Senin, 15 Januari 2018
Preman Pasar : The Outside of Madness
Insiden #1
Cinta sepihak hanya
akan menghadirkan luka. Hanya luka.
Langit mendung dan sepertinya
akan bertahan sampai besok pagi.
Orang pertama yang aku temui
ketika sampai di Bandung bukan Ayah, bukan pula Reno, tetapi bang Zaki. Kami
bertemu di pasar saat aku sedang menunggu angkutan umum dan dia sedang
memanggul beras. Dia melihatku lekat-terutama bagian lukaku-dengan tatapan
menyelidik yang sangat mengganggu.
"Kamu kenapa?"
tanyanya.
"Ditabrak mobil,"
kataku.
Bang Zaki tersenyum meremehkan.
"Hanya anak kecil yang tidak bisa menjaga dirinya sendiri."
"Aku ditabrak! Mana
orangnya langsung pergi gitu saja lagi." Alis Bang Zaki langsung
terangkat. "Aku sedang tidak baik untuk diajak bicara, Bang. Aku pulang
dulu ya," kataku.
"Siapa orang yang menabrak
kamu?"
"Errr ...," ucapku
menggantung. Memangnya siapa? Di kereta aku telah mendengar namanya, tetapi ...
siapa? Kenapa aku bisa lupa? "Lupa lagi, Bang."
"Ingat-ingat lagi!"
katanya sedikit meninggi. "Akan kuberi pelajaran dia." He?
Mendengarnya sontak bibirku tersenyum lebar.
"Terima kasih, tapi, kamu
sedang bekerja, Bang. Lupakan saja."
Angkutan umum berhenti di
depanku. Sebelum Bang Zaki mencegah, aku masuk ke dalam mobil sambil
melambaikan tangan. Bang Zaki mengangguk. "Nanti malam saya jemput
ya."
"Mau apa?"
"Kumpul-kumpul di
markas."
Lagi, entah kenapa aku
tersenyum.
Perjalanan menuju rumah terasa
lambat. Mungkin karena aku ingin cepat-cepat sampai di rumah untuk melihat
Reno. Untuk pertama kalinya dalam hidupku aku merasakan cinta pada seseorang.
Aku tak pernah menyangka kalau ternyata mencintai seseorang itu terasa manis
bagai candu. Ah, cinta. Semoga aku tidak jadi gila karenanya.

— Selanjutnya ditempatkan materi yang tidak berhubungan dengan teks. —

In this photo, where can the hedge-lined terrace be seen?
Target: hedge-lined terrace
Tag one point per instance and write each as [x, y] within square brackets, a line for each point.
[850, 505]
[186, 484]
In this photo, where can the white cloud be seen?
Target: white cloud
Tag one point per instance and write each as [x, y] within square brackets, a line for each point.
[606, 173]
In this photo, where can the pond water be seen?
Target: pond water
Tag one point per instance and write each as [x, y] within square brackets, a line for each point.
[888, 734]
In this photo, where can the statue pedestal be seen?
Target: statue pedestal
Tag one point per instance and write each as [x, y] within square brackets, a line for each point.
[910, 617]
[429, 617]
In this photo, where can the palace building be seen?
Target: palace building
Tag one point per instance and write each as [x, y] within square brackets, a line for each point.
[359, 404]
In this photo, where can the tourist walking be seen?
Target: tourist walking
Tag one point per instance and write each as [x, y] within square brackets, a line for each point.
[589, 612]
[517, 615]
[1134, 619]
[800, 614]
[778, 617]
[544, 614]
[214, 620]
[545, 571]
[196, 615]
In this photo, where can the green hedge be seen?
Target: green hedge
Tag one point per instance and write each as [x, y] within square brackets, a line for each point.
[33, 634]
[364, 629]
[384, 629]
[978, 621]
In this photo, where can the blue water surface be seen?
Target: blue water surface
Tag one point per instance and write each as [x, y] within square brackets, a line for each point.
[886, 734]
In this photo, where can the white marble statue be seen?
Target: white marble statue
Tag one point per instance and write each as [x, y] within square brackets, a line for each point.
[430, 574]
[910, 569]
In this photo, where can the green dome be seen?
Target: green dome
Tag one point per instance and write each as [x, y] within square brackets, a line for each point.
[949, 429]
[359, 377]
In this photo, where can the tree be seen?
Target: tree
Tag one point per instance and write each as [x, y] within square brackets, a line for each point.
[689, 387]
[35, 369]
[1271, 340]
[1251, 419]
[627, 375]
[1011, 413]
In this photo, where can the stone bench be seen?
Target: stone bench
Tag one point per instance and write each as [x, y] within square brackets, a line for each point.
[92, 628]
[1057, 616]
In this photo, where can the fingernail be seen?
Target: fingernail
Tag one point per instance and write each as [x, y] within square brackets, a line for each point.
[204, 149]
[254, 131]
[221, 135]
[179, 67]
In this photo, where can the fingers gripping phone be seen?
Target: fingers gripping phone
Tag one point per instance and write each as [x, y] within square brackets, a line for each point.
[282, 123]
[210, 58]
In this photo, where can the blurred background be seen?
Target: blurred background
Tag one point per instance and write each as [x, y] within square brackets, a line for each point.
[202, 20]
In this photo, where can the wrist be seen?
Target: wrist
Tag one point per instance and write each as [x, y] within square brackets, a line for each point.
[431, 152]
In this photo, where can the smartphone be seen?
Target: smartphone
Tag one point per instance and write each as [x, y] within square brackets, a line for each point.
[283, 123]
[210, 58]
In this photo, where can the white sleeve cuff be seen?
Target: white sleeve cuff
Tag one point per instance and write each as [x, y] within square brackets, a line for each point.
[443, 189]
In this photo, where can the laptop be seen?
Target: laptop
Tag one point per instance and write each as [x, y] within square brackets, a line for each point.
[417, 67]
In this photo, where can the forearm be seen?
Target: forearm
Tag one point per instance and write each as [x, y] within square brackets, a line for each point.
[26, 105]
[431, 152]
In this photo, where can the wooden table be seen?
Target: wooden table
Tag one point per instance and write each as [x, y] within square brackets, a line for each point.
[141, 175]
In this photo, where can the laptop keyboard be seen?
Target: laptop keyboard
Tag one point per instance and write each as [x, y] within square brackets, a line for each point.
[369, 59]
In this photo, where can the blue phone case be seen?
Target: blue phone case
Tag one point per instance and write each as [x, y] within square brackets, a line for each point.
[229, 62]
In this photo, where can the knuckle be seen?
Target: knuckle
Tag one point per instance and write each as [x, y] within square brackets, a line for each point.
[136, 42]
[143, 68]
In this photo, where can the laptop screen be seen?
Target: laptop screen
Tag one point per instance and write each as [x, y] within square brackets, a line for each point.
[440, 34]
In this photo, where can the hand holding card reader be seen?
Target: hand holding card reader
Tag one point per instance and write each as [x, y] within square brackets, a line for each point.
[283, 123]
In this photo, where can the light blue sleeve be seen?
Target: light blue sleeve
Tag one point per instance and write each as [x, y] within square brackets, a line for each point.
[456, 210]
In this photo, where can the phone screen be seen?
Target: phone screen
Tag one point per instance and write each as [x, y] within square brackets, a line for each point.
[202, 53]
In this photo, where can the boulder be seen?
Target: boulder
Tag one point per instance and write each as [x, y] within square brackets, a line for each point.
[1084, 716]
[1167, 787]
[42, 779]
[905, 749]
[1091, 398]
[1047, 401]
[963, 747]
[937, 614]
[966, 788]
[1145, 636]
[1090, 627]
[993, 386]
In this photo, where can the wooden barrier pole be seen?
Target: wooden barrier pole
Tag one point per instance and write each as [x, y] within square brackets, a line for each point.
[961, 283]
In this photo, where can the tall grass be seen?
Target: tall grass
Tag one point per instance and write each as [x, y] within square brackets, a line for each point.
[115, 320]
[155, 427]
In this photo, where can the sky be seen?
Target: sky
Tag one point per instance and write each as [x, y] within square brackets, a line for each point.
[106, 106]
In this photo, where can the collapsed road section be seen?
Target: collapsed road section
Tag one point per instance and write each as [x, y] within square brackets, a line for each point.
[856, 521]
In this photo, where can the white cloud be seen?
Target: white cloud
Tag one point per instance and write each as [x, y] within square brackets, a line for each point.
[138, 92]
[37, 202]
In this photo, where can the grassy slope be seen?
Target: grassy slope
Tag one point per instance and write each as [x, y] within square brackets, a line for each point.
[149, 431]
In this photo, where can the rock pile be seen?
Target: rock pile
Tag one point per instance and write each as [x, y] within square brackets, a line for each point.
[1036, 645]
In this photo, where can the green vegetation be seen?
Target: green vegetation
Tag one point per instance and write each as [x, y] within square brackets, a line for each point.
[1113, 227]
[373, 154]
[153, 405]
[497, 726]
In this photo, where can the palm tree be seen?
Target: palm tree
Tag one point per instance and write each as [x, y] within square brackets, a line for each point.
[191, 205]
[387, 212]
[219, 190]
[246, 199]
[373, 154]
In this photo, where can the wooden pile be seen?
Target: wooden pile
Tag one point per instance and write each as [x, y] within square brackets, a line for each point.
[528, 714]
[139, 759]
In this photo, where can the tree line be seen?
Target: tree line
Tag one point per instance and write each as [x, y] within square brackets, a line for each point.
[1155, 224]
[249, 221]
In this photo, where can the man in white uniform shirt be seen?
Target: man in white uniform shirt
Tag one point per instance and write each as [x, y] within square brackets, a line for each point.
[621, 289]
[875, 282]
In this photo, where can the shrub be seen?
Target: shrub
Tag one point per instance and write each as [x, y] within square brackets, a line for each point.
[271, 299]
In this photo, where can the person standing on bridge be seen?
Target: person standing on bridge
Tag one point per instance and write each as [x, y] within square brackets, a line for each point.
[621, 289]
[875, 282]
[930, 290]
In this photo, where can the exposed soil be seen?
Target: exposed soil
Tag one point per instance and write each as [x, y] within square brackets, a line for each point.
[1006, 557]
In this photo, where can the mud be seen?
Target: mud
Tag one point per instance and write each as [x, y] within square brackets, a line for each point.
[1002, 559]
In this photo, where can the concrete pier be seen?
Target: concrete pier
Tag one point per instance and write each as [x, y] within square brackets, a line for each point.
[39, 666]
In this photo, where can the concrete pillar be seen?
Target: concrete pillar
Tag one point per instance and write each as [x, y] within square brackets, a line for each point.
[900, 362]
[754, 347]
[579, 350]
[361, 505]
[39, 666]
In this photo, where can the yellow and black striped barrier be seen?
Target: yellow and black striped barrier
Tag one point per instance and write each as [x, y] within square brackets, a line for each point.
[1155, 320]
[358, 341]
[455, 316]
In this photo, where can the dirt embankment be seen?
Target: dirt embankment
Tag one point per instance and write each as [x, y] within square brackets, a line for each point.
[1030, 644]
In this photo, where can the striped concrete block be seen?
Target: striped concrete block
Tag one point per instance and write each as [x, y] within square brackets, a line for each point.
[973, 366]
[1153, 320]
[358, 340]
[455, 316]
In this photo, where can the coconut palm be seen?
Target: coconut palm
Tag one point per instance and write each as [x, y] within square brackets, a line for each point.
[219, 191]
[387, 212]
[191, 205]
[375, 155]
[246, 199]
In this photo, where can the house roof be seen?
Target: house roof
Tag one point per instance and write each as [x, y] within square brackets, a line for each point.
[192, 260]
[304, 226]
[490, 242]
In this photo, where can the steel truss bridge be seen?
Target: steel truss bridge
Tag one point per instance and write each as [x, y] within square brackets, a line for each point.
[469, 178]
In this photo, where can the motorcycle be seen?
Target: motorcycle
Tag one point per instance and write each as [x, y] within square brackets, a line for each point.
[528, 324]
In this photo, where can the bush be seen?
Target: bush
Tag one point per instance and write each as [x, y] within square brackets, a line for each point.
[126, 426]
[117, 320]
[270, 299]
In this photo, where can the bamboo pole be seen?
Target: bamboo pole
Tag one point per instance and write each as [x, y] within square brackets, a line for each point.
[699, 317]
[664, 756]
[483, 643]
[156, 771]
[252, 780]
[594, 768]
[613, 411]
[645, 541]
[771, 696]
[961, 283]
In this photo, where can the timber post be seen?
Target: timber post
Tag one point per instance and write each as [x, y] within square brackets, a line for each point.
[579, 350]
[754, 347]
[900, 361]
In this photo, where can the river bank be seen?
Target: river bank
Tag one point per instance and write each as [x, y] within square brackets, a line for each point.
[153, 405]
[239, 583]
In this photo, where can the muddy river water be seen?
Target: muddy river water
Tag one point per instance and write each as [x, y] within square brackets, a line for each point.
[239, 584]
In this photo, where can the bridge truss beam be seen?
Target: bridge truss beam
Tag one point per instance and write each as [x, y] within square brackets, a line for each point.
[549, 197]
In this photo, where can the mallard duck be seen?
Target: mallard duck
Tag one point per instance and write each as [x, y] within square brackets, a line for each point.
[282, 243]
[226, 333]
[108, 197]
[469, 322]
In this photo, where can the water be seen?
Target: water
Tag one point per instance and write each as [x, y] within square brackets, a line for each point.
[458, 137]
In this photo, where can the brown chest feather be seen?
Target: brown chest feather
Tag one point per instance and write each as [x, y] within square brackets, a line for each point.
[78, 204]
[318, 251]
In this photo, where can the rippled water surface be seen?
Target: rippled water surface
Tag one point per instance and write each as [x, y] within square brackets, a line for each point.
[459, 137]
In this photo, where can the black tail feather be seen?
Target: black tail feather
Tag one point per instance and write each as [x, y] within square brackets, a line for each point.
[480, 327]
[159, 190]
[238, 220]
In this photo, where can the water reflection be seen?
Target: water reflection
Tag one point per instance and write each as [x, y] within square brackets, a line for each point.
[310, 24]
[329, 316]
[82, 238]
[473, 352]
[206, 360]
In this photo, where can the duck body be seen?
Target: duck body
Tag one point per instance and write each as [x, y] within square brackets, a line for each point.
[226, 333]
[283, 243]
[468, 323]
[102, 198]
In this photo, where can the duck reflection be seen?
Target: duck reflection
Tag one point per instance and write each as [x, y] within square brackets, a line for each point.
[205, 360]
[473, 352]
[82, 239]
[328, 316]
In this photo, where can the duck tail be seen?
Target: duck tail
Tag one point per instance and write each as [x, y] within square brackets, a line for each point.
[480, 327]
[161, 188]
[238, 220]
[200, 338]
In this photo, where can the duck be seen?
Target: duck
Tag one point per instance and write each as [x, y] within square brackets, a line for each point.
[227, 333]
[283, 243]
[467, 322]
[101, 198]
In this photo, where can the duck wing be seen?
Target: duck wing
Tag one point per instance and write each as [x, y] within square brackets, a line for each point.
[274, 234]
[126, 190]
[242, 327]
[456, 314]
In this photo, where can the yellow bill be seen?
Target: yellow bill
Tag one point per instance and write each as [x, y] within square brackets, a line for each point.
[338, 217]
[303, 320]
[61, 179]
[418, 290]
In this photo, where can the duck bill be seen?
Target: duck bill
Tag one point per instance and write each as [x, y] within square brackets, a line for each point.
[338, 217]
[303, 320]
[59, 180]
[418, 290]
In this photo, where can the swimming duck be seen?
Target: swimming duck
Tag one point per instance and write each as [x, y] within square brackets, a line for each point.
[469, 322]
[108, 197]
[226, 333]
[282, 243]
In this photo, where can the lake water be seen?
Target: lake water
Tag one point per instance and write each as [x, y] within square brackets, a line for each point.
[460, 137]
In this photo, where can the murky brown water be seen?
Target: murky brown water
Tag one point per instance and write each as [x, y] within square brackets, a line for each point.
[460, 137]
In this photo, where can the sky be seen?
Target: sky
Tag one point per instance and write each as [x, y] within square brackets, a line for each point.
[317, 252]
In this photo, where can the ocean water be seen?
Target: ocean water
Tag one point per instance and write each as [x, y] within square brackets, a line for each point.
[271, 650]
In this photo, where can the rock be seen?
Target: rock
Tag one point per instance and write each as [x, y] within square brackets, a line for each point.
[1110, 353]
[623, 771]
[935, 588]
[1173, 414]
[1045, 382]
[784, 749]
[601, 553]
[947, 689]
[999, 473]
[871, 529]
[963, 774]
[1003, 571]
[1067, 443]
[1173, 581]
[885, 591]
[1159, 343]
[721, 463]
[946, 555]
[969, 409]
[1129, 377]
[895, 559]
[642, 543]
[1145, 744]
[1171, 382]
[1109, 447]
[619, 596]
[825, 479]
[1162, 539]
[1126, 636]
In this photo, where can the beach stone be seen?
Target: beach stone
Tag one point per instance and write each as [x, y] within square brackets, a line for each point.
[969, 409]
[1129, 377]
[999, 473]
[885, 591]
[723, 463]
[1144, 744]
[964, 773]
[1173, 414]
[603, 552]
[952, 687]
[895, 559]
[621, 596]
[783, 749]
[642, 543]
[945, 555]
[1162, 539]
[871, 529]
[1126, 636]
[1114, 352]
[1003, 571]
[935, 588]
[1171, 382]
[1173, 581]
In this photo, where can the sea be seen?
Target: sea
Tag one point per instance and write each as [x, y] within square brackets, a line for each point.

Jam 5 sore aku sampai di rumah.
Reno sedang di kebun memetik daun yang sudah menguning atau bolong-bolong
dimakan ulat. Ketika melihatku, dia tidak tersenyum. Ini aneh. Biasanya Reno
akan berkata soal apapun kejadian yang menimpanya atau bertanya soal apa saja
yang saja yang menimpaku. Aksi diamnya itu membuat dadaku bergemuruh menahan
amarah. Seumur hidupku, aku memang belum pernah marah pada siapapun. Contohnya
saja kepada Reyhan. Ketika dia memukulku, aku hanya diam saja tidak membalas.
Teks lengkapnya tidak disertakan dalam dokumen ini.